Dual data exposures and a wide-scale data leak due to a vulnerable MongoDB database have kicked off 2019 so far.
2019 has so far been making good on security experts’ predictions that there will be no ebb in data exposures for the new year: In the first half of January, several data breaches and leaks have already come to light, including three notable incidents at well-known firms in just the past week.
Over the course of the last few days, OXO and Amazon India disclosed that customers’ personal data had been compromised in separate incidents. Also making headlines last week was a massive data leak stemming from a vulnerable MongoDB that left millions of resumes open for the taking on the internet.
“Breaches at large entities, such as Amazon, are inevitable given the complexity of their technology and the size of their proprietary development, where a single bug can result in sizable data loss,” said Raj Bakhru, partner at ACA Aponix, in an email. “It’s likely we’ll continue to see this with large-cap companies across sectors, and that there are on-going breaches at many of these entities.”
OXO, the modern kitchen tool and housewares firm, said in an advisory sent to customers that it had discovered a breach that impacted data entered on its e-commerce website during certain times in 2017 and 2018.

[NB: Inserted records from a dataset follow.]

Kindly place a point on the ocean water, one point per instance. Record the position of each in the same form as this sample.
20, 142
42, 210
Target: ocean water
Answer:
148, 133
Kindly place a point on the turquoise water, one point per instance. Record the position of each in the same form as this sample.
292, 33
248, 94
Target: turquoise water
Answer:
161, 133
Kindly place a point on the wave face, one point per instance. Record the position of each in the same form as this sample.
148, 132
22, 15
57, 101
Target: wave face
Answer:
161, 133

Specifically, compromised data had been entered during these timeframes: June 9 2017 to November 28 2017, June 8 2018 to June 9 2018, and July 20 2018 to October 16 2018. The breach was first discovered Dec. 17.
The NYC-based manufacturing firm said that the compromise may have allowed access to names, billing and shipping addresses, and credit-card information.

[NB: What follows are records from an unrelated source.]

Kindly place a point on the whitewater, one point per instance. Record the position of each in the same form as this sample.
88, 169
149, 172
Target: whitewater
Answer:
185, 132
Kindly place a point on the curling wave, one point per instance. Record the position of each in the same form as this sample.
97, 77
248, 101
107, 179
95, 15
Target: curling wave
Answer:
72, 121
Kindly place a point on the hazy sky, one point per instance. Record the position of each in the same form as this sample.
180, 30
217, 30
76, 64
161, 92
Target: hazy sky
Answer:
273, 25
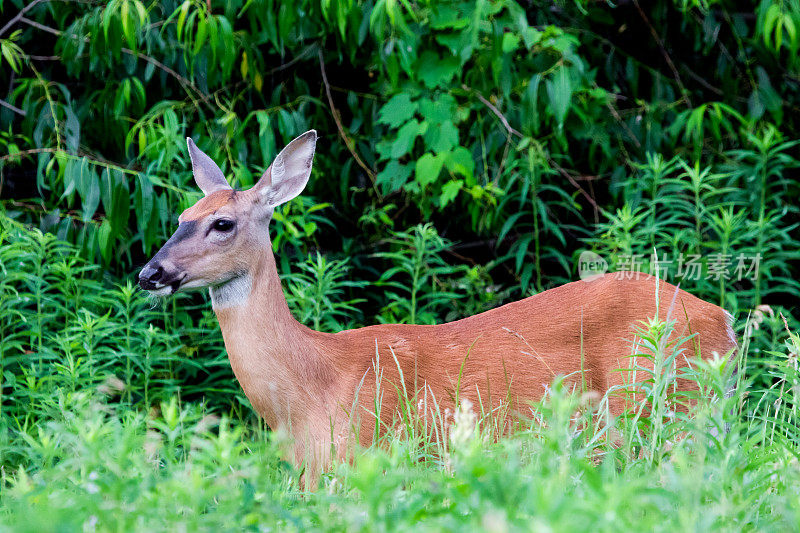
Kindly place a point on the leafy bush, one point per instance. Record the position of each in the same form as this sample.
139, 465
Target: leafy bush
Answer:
470, 152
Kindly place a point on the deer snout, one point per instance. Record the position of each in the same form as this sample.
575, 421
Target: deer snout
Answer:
154, 277
150, 276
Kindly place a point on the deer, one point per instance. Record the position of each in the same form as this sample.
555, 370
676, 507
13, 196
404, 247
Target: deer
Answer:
323, 388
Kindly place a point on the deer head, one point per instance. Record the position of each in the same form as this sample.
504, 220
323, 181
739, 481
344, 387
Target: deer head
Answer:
218, 237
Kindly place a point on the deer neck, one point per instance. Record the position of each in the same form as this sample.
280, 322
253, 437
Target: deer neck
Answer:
278, 361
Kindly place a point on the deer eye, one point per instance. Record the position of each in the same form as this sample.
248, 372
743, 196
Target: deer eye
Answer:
223, 225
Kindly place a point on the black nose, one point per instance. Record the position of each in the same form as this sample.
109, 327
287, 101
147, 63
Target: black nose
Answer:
149, 276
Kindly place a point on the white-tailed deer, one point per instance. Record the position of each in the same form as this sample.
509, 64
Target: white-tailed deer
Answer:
322, 387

OXO did not reveal the cause of the breach other than to say that unauthorized code was discovered on its website: “OXO has investigated the nature of the malicious code, removed the unauthorized code, conducted systems scans and reissued access credentials,” it said.
Robert Capps, vice president and authentication strategist for NuData Security, said the breach appears to be a Magecart-like attack.
The Magecart threat group, known for using digital skimmers to steal payment data from unsuspecting website visitors, which has been behind several large-scale breaches, including those of Ticketmaster and British Airways.
“The loss of credit-card data is a worry for all organizations, not just the targeted company,” Capps said in an email. “The data lost has the potential to be lucrative in the hands of cybercriminals, who can use the card number and CVC to accurately mimic the legitimate customer in order to make fraudulent purchases, or facilitate further cybercrime.”
Amazon India also suffered a data exposure this week, which revealed the tax data of about 400,000 sellers on Amazon. According to the India Economic Times, the breach came from an internal technical glitch, and ended up exposing the tax reports of sellers.
The issue was discovered last Sunday, and has since been fixed.
When reached for comment, Amazon did not give additional details about the breach’s root cause, but an Amazon spokesperson told Threatpost: “On Sunday, some sellers who attempted to download Merchant Tax Reports (MTRs) for the month of December 2018 experienced a technical issue. Our teams identified the issue and resolved it on priority and sellers were soon able to download the correct MTR reports.”
This is not Amazon’s only recent breach. In November, the company notified customers that their email addresses were inadvertently exposed due to an API issue. Details still remain scant about how many are impacted by that incident, but Amazon says its servers were not breached and it didn’t give away any other personal info.
Meanwhile, a Thursday report disclosed a data leak stemming from an unprotected MongoDB that exposed millions of job-seekers’ resumes.
The leak, discovered by Bob Dianchenko, director of Cyber Research at Hacken.io, was due to a 854 GB-sized MongoDB database that lacked password or login authentication. The database contains the details of more than 200 million details resumes for Chinese job-seekers.
The unprotected data was open and available for about a week, according to the report.
“Each of the 202,730,434 records contained the details not only on the candidates’ skills and work experience ,but also on their personal info, such as mobile phone number, email, marriage, children, politics, height, weight, driver license, literacy level, salary expectations and more,” said the report.
The database, the owner of which Dianchenko was unable to discover, has since been secured – but that doesn’t stop concerns of what could happen if a bad actor got his hands on the data.
“No matter what the reason is behind this data exposure, this incident surely points out that any kind of data could be at risk at any given time,” Jonathan Deveaux head of enterprise data protection for Comforte said in an email. “More must be done to consider data protection and privacy at the earliest point of entry into databases, files, and other stored areas, as to minimize exposures of all sizes.”